Abstract:
Nell’ultimo decennio la produzione e l’utilizzo del biogas ottenuto dalla co-digestione anerobica di reflui zootecnici e biomasse agricole ha registrato un notevole incremento sul territorio nazionale, specialmente nelle regioni settentrionali. Nel mercato europeo l’Italia con circa 1200 impianti e 1000MW di potenza installata è soltanto seconda dopo la Germania. Il DM del 6 luglio 2012 incentiva la sostenibilità del processo anaerobico mediante la sostituzione di biomasse per uso alimentare con colture energetiche “no-food”, premiando l’immissione in rete o l’utilizzo per autotrazione del biometano prodotto, secondo il Decreto Biometano n°295/2013.
La presente tesi ha lo scopo di verificare l’efficienza energetica e la sostenibilità ambientale della filiera del biogas nel comparto agro-zootecnico analizzandone sperimentalmente due aspetti: 1) la fattibilità della sostituzione del silomais con colture alternative come elencate nel DM e 2) l'impatto ambientale del digestato come ammendante agricolo.

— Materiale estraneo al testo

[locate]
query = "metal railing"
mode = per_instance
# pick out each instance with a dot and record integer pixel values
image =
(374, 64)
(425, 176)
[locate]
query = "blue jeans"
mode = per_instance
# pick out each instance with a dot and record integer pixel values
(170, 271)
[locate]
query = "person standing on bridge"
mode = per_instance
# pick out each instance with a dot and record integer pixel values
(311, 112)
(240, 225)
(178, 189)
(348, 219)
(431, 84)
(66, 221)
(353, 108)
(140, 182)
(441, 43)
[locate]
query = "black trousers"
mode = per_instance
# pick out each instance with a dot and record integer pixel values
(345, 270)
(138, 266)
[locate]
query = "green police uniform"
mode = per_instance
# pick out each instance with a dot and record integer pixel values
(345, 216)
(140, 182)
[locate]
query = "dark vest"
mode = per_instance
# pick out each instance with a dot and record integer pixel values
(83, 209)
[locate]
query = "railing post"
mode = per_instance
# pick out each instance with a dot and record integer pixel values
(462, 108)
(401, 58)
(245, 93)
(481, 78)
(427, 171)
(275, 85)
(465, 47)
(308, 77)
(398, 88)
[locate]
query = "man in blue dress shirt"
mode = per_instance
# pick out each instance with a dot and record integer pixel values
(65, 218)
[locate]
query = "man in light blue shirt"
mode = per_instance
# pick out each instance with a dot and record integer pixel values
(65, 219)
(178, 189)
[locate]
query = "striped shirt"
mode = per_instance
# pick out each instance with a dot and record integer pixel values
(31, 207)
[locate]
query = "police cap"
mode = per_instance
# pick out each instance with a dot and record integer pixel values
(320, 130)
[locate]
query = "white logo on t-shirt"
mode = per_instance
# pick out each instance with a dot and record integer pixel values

In merito al primo aspetto, sono state analizzate in termini chimico-fisici e di produzione di biogas (BMP) alcune colture elencate nel decreto ministeriale; Miscanthus x giganteus si è contraddistinto con una produzione specifica di 0,48 LCH4/gVS, maggiore rispetto ad Arundo donax (0.32 LCH4/gVS) e a Topinambur (Heliantus tuberosus) con e senza micorrize (0.19 e 0.30 LCH4/gVS rispettivamente).
Successivamente, al fine di valutare le rese di processo del Miscantus, è stato simulato su scala laboratorio un impianto in piena scala alimentato con deiezioni bovine e silomais, sostituendo gradualmente il silomais con il miscantus.
L’obbiettivo generale è quello di proporre una soluzione efficiente dal punto di vista energetico ed economico, risolvendo inoltre le problematiche di carattere etico e sociale. La produzione specifica media ottenuta sostituendo Miscanthus nel reattore lab-scale è simile a quella dell’impianto full scale con Silomais. L’utilizzo di Miscanthus consente di aumentare la redditività aziendale grazie ai maggiori incentivi rilasciati dalla normativa (un aumento di 20 €/MWh), inoltre si ha una riduzione dei costi di gestione solitamente legati alla coltivazione di energy crops tradizionali, essendo una coltura dalle ridotte esigenze idriche e di concimi, capace di crescere in terreni marginali e che consente più tagli della biomassa durante l’anno.
Il secondo aspetto trattato si inserisce all’interno del progetto “Valdige”, diretto dal dipartimento DAFNAE dell’Università di Padova, finalizzato alla valorizzazione del digestato in agricoltura.
Nel progetto vengono quantificate le emissioni di CO2 dai suoli durante e dopo lo spandimento di digestato in relazione alla tessitura e alle precedenti lavorazioni subìte dal terreno. E’ stata quindi valutata la conservazione della fertilità dei terreni a seguito dell'applicazione agronomica del digestato, sostituendo così i fertilizzanti chimici, e verificati gli effetti su differenti colture energetiche (food e no-food) in termini di produzione di biomassa e caratteristiche morfologiche. Le misure effettuate con camera statica hanno evidenziato maggiori emissioni di CO2 nei primi giorni dopo lo spandimento (7245.4 mg/m2 h) rispetto a quelli seguenti (458.3 mg/m2 h) in relazione al notevole apporto di sostanza organica. Questo effetto però è compensato da un aumento della fertilità del suolo e dal mancato uso di fertilizzanti chimici, il cui processo produttivo comporta considerevoli emissioni di gas serra.